An independent panel is being set up to review the allowances paid to Oxford city councillors.
The move follows a national change in the law which allows local authorities much greater freedom in the scale and range of allowances.
Oxford City Council last year spent £79,692 on members' allowances - just overabout £8,000 more than the figure spent in 1996/7.
The amounts paid range from more than £3,000 for Labour's Susanna Pressel and for Maureen Christian, deputy leader of the council, to £461 to Richard Davy.
City councillors voted themselves an increase in members' allowances worth about £300 a year earlier this year.

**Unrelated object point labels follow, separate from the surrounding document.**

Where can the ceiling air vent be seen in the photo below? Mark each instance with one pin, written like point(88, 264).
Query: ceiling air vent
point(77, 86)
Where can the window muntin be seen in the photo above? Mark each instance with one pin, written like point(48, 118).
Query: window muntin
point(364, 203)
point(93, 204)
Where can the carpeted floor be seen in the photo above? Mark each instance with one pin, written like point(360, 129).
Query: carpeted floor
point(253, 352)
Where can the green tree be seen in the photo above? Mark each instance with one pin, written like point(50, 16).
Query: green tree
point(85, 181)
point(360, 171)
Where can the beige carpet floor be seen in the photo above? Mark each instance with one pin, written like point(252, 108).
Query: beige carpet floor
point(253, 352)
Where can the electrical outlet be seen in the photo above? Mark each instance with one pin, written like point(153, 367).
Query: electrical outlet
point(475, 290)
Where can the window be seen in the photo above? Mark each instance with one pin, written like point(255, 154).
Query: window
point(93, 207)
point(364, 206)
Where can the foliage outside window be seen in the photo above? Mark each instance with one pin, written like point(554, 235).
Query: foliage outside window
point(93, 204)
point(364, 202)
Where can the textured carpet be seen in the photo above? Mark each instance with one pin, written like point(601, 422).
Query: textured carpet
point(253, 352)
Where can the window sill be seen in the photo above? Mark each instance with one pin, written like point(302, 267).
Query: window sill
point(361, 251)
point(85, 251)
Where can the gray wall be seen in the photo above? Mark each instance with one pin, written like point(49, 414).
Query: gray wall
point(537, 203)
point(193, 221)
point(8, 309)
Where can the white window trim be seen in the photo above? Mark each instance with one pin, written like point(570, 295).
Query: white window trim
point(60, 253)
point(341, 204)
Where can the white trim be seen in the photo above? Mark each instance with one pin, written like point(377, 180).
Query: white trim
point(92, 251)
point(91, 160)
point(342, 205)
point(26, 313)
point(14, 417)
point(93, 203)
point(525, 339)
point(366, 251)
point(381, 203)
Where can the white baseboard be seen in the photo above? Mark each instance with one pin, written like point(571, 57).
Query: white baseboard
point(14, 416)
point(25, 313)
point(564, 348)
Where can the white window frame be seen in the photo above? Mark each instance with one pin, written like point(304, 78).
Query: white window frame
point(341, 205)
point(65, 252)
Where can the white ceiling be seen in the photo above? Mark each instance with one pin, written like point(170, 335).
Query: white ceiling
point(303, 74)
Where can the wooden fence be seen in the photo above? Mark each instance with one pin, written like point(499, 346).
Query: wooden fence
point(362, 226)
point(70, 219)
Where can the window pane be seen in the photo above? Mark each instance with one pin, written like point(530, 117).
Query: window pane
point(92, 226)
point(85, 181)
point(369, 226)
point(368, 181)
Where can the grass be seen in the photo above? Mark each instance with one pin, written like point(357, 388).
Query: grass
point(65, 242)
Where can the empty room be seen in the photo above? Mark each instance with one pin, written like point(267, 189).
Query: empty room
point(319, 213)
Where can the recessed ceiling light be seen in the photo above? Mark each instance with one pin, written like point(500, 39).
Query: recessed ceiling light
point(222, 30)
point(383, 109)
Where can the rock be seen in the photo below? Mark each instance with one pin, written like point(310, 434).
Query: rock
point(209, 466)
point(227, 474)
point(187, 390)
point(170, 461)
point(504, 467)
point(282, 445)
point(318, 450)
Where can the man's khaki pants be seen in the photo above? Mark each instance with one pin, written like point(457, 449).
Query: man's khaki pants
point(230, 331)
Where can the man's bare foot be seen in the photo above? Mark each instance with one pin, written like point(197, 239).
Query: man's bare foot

They bumped up the attendance allowance for meetings from £20 to £22 and also increased the basic annual allowance from £141 a year to £288 a year. Councillors are currently only allowed to claim one attendance allowance per day. Those in leading positions, for example the council leader and committee chairmen, are also entitled to a special responsibilities allowance.
But even with t he recent increase The city council still pays the lowest members allowances of any local authority in Oxfordshire.
The new panel, set up by the city council, will have the job of scrutinising the existing system of costs paid to members.
It will also make recommendations to the council on the relevance of different types of allowances.
It would be able to make recommendations on the amount which should be paid for each allowance.
The new body is likely to consist of representatives from Oxford Brookes University, Unipart or Rover, the media and the Oxford Council for Voluntary Action.
It will invite a variety of people to give evidence, including past and present councillors, officers, members of the public and trade unions.
Until April 1995, councillors' allowances were strictly controlled by national regulations. A change in the law means that local authorities now have a wide range of options and can determine their own level of payments to members.